Il y a trente ans, le 18 septembre 1982, le monde apprenait effaré que dans Beyrouth occupée par l'armée israélienne les camps de réfugiés palestiniens de Sabra et Chatila ont été le théâtre d'un massacre à huis clos dont le nombre des victimes, vieillards, hommes, femmes et enfants, des Palestiniens bien entendu, a été estimé entre 2.500 et 3000. L'horrible tuerie a commencé par l'incursion préalable de commandos d'élite israéliens du «Sayeret Mathal» dans les deux camps où ils se sont livrés à des exécutions sommaires. Ils ont après cela laissé place aux miliciens de la phalange chrétienne sous les ordres de son chef du service secret Elie Hobeika, épaulés dans leur sale besogne par les hommes du général Saad Haddad, militaire libanais à la solde de l'Etat sioniste. Le massacre a duré du 16 au 18 septembre. L'armée israélienne commandée par le criminel Ariel Sharon ayant instauré autour des camps un infranchissable encerclement rendant impossible de savoir ce qui s'y passait.
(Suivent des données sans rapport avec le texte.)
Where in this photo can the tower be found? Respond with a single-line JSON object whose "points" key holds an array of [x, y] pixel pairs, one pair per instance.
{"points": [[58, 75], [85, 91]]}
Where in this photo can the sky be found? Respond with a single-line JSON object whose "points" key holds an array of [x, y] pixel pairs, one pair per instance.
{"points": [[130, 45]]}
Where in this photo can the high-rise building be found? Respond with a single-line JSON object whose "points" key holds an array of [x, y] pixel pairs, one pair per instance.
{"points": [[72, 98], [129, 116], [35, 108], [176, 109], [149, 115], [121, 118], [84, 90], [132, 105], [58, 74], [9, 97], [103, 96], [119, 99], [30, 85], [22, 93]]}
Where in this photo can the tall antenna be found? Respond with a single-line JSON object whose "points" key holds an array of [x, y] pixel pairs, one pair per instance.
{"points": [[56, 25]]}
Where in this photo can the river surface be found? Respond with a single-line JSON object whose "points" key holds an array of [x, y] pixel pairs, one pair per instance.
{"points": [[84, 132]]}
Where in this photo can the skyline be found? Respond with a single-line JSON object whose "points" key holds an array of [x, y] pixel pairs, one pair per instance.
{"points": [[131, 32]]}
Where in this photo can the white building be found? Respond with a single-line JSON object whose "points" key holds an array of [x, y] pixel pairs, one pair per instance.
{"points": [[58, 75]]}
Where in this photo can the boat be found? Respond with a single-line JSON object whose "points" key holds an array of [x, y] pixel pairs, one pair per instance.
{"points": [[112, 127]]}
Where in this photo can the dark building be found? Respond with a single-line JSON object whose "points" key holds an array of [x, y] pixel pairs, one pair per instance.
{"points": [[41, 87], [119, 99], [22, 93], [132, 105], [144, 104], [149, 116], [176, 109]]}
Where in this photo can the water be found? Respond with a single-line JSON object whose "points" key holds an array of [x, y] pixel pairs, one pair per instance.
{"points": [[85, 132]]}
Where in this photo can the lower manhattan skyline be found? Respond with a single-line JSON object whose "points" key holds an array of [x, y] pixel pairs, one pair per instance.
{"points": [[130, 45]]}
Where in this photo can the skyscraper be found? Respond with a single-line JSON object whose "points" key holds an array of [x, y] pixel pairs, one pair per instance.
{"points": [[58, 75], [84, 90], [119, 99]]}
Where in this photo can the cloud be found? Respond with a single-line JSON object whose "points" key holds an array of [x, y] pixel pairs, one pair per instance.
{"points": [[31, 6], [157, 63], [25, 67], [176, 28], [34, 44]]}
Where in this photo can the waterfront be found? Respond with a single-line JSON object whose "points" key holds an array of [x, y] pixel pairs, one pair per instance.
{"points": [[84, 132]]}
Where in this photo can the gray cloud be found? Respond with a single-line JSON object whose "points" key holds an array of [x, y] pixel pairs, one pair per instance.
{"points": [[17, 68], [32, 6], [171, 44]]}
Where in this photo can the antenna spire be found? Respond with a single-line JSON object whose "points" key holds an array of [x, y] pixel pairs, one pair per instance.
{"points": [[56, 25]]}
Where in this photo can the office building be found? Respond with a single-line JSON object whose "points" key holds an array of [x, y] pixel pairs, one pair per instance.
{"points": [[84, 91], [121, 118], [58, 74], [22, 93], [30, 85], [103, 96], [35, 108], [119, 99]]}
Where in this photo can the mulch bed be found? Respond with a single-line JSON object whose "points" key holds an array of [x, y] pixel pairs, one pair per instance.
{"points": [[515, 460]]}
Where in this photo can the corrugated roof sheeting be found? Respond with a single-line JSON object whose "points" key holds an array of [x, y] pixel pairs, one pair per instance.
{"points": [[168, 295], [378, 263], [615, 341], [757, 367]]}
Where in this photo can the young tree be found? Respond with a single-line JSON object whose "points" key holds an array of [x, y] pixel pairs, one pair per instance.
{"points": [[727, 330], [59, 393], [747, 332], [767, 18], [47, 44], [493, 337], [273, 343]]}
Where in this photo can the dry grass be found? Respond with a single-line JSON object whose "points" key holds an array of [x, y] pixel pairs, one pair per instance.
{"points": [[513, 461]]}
L'indignation provoquée par ce crime contre l'humanité fut très grande mais sans que la communauté internationale n'engage d'enquête pour déterminer qui ont ordonné, planifié et participé au massacre. Israël étant en cause, l'on a peu cherché à faire éclater la vérité. Les Occidentaux soucieux de lui sauver la mise se sont contentés du rapport de la commission Kahane créée par le gouvernement de Tel-Aviv qui a conclu à la «responsabilité directe des phalangistes chrétiens libanais comme seuls auteurs de la tuerie». Une enquête indépendante menée par la commission Sean McBrides a elle déclaré quelque temps après «Israël directement responsable du massacre du fait de sa position d'occupant». Une évidence qui ne s'est guère imposée à ceux qui veillaient à ce que Israël ne soit éclaboussé par le crime contre l'humanité et ne soit sommé de rendre compte.

Trente ans sont passés, le souvenir du massacre de Sabra et Chatila ne survit que dans la mémoire collective du peuple palestinien. Il n'est pas bien vu, ailleurs où la diplomatie et la presse d'Israël veillent, que l'on rappelle le souvenir de ce massacre, que l'on exige la punition de ses responsables encore en vie. Trente ans après, aucune condamnation pénale n'a été prononcée contre ces derniers, libanais ou israéliens. Une chape de plomb a été tacitement mise en Occident sur tout ce qui a trait à ce massacre génocidaire.

Quiconque a tenté d'engager une action contre les criminels en a été sournoisement mais efficacement empêché. C'est le cas de la justice belge qui s'est avisée d'instruire une plainte visant Ariel Sharon, ministre israélien de la Défense à l'époque des faits, et le général Amos Yaron ainsi que d'autres responsables israéliens, engagée par 23 rescapés palestiniens du massacre en vertu de la loi dite «de compétence universelle» adoptée en 1993 par le Parlement belge et étendue en 1999 pour permettre la poursuite d'auteurs de crimes contre l'humanité.

Les magistrats belges ont été dissuadés d'ouvrir le dossier et le gouvernement de Bruxelles sommé de réviser sa loi. Ce qu'il s'est empressé de faire en août 2003 en vidant cette loi de toute substance menaçante pour les criminels. Même les Etats arabes participent à l'occultation et l'enfouissement du souvenir du massacre, de peur que son évocation ravive l'indignation pour leur lâcheté et leur abandon des Palestiniens. En ces temps où l'on voit les tribunaux internationaux s'autosaisir d'affaires de crimes de guerre ou contre l'humanité dont les auteurs sont des responsable d'Etats ne pouvant se revendiquer de «l'immunité» dont bénéficient tacitement ceux de l'Etat hébreu, il faut leur rappeler en le martelant que celui commis à Sabra et Chatila est imprescriptible. Que la mémoire des victimes exige que justice passe. Tant que cela ne sera pas fait, tous les TPI, toutes les juridictions internationales seront vus comme au service d'une justice à double vitesse. Tolérante et compréhensive pour les puissances dominantes, intransigeante et implacable pour les faibles.